I have never used that device so here is my question. Can I runoff the siphoned tank water to an alternate location? Like a rain barrel outside of my house? I have a septic tank and I feel uneasy about water changes pouring into that. If that's the case, I can use the water for gardening purposes as well.

Any ideas will be extremely helpful.

Best regards

Juan1


----------



## Marshall (Jul 8, 2013)

well, the faucet water running through the changer is what causes the siphon, but after that you can send it wherever you want, as long as it's lower than the tank water level, a lot of people just put the end of the hose out the window and water gardens with it


----------



## SueD (Aug 4, 2012)

As long as it will reach, you can start the syphon manually and run it out the door. I run mine out the front door for my kitchen tank and out a slider to my deck for the dining room tanks. This past winter, however, with 4-5 feet of snow on my deck, I would have caused an avalanche into the living room if I had opened the slider (lol) so I used the faucet.


----------



## Juan1 (Mar 27, 2015)

Many thanks for your responses on the topic. I guess I'll be ordering a water changer now that I'm assured, I can direct the outgoing tank water to an alternate location.

Best regards

Juan1


----------



## L.West (Apr 26, 2013)

I use a python hose system but never drain my tank with the faucet adaptor. Just take that piece off - run the hose outside and manually start the suction with your mouth. Clean your tank - drain the hose to the outside and then reattach it to the faucet so you can refill your tank. Works great - been doing it this way for years.


----------



## Juan1 (Mar 27, 2015)

Thanks for the tip LWEST. It so happens, I just ordered a "*Python*" water changer and that will be the best solution for me as well.

Best Regards

Juan1


----------



## R.Shakelford (Jul 17, 2015)

Just a thought, for the price of a water changer you can build yourself an adequate trickle filter, add some nitrate loving plants and never do water changes again. Healthier for the fish as well.
Once you learn to balance your tank you can also stop buying fertilizers, nitrite removers, nitrate removers, water conditioners and a host of other junk aquarium hobbyist like to throw their money into. Eventually after testing your water for a month or two you may find your test kit obsolete. Although it is always good to keep one around just for fun so you can see how perfect the water stays in your aquarium.

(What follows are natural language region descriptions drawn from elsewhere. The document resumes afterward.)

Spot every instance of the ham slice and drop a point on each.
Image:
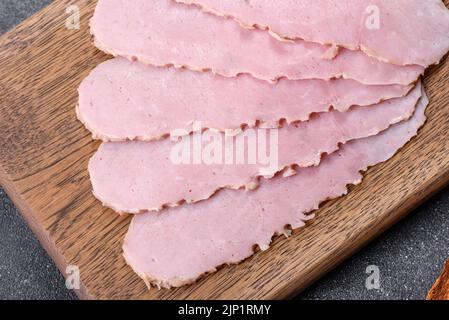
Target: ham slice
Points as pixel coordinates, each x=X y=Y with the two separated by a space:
x=403 y=32
x=131 y=177
x=176 y=247
x=163 y=33
x=122 y=100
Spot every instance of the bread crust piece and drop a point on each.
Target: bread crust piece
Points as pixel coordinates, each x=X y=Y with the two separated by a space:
x=440 y=290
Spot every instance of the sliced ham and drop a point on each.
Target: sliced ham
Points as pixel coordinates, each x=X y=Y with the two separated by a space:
x=162 y=33
x=133 y=177
x=403 y=32
x=122 y=100
x=176 y=247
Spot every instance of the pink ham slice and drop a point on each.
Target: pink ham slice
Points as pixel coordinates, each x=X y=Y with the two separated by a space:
x=122 y=100
x=161 y=32
x=131 y=177
x=176 y=247
x=409 y=32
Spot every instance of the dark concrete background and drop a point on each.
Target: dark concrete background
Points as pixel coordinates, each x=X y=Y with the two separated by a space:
x=410 y=256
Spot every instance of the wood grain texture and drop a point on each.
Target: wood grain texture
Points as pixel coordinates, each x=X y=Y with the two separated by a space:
x=440 y=290
x=44 y=153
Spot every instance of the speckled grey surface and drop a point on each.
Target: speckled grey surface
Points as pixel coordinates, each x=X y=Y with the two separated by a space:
x=409 y=256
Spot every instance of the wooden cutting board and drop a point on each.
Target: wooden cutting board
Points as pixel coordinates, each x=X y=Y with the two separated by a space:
x=44 y=153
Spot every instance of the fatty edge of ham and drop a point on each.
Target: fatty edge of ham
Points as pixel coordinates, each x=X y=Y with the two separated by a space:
x=402 y=32
x=165 y=33
x=131 y=177
x=122 y=100
x=176 y=247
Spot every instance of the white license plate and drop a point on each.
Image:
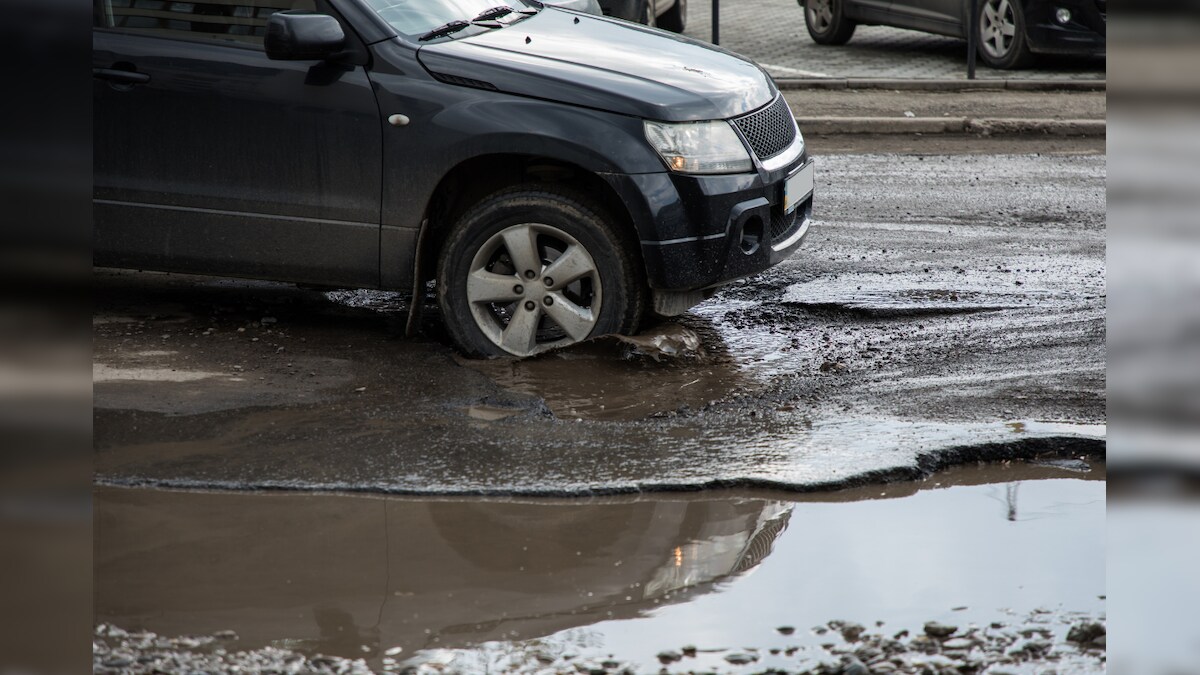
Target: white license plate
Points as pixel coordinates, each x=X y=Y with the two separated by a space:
x=798 y=187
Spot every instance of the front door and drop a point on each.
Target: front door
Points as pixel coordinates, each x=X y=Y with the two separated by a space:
x=210 y=157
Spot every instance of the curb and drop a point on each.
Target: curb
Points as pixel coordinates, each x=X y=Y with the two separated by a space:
x=945 y=84
x=982 y=126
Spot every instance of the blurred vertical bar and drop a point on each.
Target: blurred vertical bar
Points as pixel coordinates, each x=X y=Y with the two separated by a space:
x=972 y=36
x=717 y=22
x=45 y=340
x=1153 y=338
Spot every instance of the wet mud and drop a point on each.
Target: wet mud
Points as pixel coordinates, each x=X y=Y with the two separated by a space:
x=1009 y=555
x=945 y=309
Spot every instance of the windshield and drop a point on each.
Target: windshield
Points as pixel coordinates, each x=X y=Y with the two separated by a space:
x=419 y=17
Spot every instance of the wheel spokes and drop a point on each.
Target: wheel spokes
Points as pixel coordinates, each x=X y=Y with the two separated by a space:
x=573 y=264
x=484 y=286
x=520 y=335
x=576 y=321
x=521 y=243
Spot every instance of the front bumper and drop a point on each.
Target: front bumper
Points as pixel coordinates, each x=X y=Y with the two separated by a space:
x=702 y=231
x=1084 y=35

The down side to all of this is that it is hard to wrap your head around the fact that you spent hundreds of dollars on Fluval canisters or whatever, when you could have created a superior filter system with things you probably have laying around the house or local hardware store for a tenth the price.



Juan1 said:


> Many thanks for your responses on the topic. I guess I'll be ordering a water changer now that I'm assured, I can direct the outgoing tank water to an alternate location.
> 
> Best regards
> 
> Juan1


----------



## Gizmo (Dec 6, 2010)

For a python, I've heard people prefer brass fittings to the plastic ones that come with the python - the plastic fittings tend to crack when attaching to the sink faucet.


----------



## Juan1 (Mar 27, 2015)

The Python water changer I purchased came with brass fittings. I guess the company heard the complaints.

Best regards.


----------